Top execs at Taiwanese biosimilars outfit JHL Biotech are headed to prison after pleading guilty last August to stealing trade secrets from Roche’s Genentech.
Racho Jordanov, co-founder and former CEO at JHL, and Rose Lin, another co-founder and the company’s ex-chief operating officer, have each been sentenced to one year and a day in prison. Both Jordanov and Lin will be on supervised release for 36 months after serving their time, with Jordanov required to spend nine months in home confinement.
The JHL execs were indicted on multiple counts including money laundering and obstruction to justice.
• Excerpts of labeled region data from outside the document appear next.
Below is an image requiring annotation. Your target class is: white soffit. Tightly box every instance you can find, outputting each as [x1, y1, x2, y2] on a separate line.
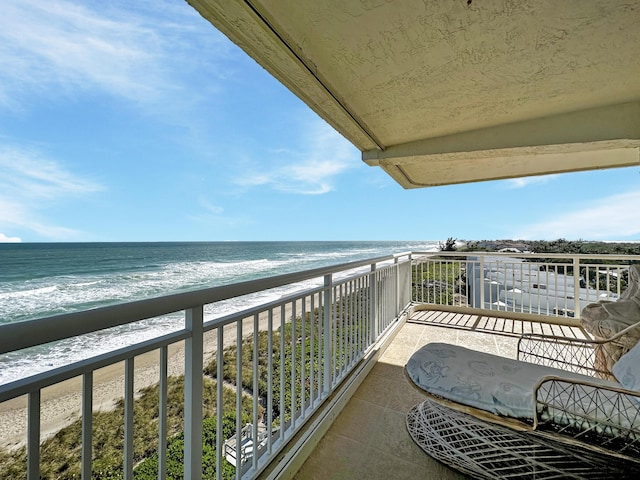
[188, 0, 640, 188]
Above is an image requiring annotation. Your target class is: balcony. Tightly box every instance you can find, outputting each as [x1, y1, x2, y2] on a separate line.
[0, 252, 640, 479]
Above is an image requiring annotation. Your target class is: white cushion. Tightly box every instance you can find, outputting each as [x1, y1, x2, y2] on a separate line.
[613, 343, 640, 391]
[405, 343, 618, 420]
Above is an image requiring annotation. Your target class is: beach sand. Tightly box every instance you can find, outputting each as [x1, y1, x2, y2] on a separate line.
[0, 302, 300, 450]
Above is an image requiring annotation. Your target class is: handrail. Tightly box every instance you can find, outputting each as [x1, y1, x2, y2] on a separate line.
[0, 252, 411, 354]
[412, 251, 640, 261]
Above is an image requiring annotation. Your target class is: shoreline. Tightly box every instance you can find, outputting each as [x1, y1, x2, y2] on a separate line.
[0, 300, 301, 452]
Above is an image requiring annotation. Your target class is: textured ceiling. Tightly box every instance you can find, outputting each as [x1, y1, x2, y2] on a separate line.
[189, 0, 640, 188]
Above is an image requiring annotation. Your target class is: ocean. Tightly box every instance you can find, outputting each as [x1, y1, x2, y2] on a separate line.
[0, 241, 439, 384]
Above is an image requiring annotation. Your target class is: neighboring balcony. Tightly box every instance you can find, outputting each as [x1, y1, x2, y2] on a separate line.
[0, 252, 640, 479]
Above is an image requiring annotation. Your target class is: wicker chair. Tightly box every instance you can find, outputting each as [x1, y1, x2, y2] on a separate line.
[406, 324, 640, 479]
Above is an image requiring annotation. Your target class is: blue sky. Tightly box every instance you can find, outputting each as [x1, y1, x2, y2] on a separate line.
[0, 0, 640, 242]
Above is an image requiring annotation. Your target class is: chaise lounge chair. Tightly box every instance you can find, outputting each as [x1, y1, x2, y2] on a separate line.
[405, 296, 640, 479]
By pleading guilty to conspiracy to commit trade secrets theft and wire fraud, Jordanov and Lin got the remaining charges dismissed.
Jordanov and Lin’s guilty pleas last August came weeks after ex-Genentech employees Xanthe Lam and her husband, Allen Lam, admitted to pinching trade secrets on blockbuster cancer drugs Avastin, Herceptin and Rituxan, plus cystic fibrosis therapy Pulmozyme.
Between 2011—before JHL’s founding the following year—and 2019, former CEO Jordanov obtained and possessed “confidential, proprietary, and trade secret information from Genentech,” which he used to speed up and reduce costs on the development and production of Genentech biosimilars, according to a release from the United States Department of Justice (DOJ).
Using “various means,” Jordanov purloined “many confidential and proprietary documents from Genentech without authorization, some of which contained trade secret information,” the DOJ release continues.
Specifically, according to last year’s plea agreement, Jordanov hired former Genentech staffers and discovered several had “surreptitiously brought, without authorization, confidential and proprietary documents with them from Genentech to JHL Biotech.”
The company didn’t use all the stolen documents, but according to the DOJ’s release, Jordanov “tolerated” this practice and made no effort to discourage JHL staffers from using the documents or information they had brought with them.
This information ultimately allowed JHL to, at times, “cheat, cut corners, solve problems, provide examples, avoid further experimentation, eliminate costs, lend scientific assurance and otherwise help JHL Biotech start up, develop and operate its business secretly using the intellectual property and scientific know-how taken from Genentech,” the release states.
Jordanov admitted he had suspicions about the provenance of the stolen information, but “made no effort to verify” whether the info had been brought to the company in violation of Genentech non-disclosure agreements and employee contracts.
The DOJ release specifically highlights the actions of Xanthe Lam, a principal scientist working full-time at Genentech. In 2014, Lin arranged for Lam to “secretly” work as head of formulation at the biotech. Lin apparently told other JHL scientists to ask Lam for help or information when they ran into problems.
“Throughout this time, Lin knew that Xanthe Lam continued to work for Genentech and was not authorized to work for JHL Biotech,” the DOJ release says. “Lin also knew that Xanthe Lam did not want Genentech to learn of her work for JHL Biotech.”
To obscure their actions, Lin agreed to pay Lam’s consultancy fee through her husband, Allen Lam. Meanwhile, JHL never entered a direct contract with Lam in a bid to “further conceal Xanthe Lam’s work for the company,” the DOJ said.
JHL allegedly “always” paid Lam through her husband. Meanwhile, Lin directed JHL staff to use Lam’s husband’s email address to email her questions and to address her by her husband’s name in these email communiques.
Also in 2014, Lin learned that JHL employees were using Genentech trade secrets to create a set of standard operating procedures, which it needed to apply for FDA manufacturing certification at a production plant in Taiwan. Lin was in charge of making sure JHL met deadlines for the certification process. In that role, she was copied on emails where JHL employees discussed using Genentech documents to create the biotech’s standard operating procedures.
“Lin knew the JHL Biotech employees did not have the right to use Genentech’s documents and that their actions constituted theft from Genentech,” the DOJ release argues.
Meanwhile, between 2014 and 2018, Jordanov “sometimes personally used and instructed others to use confidential, proprietary, trade secret Genentech documents and information relating to Genentech’s complex technology transfer procedures and processes,” the release goes on to say. Jordanov used this info in the development, construction and operation of new JHL facilities including a manufacturing plant in Wuhan, China.
The former CEO allegedly told employees to whom he sent the documents not to share them with others at the company. In 2018, after the criminal investigation had begun, Jordanov asked the employee using the Genentech tech transfer documents to delete the email containing the information.
This scheme ultimately helped JHL defraud French pharma Sanofi into a roughly $101 million licensing agreement. In December 2016, Jordanov and Lin inked a Rituxan biosimilar collaboration deal with Sanofi in China. To pen the $101 million pact, JHL concealed the trade secrets theft and falsely claimed that its biosimilar operations didn’t infringe upon rights of other companies.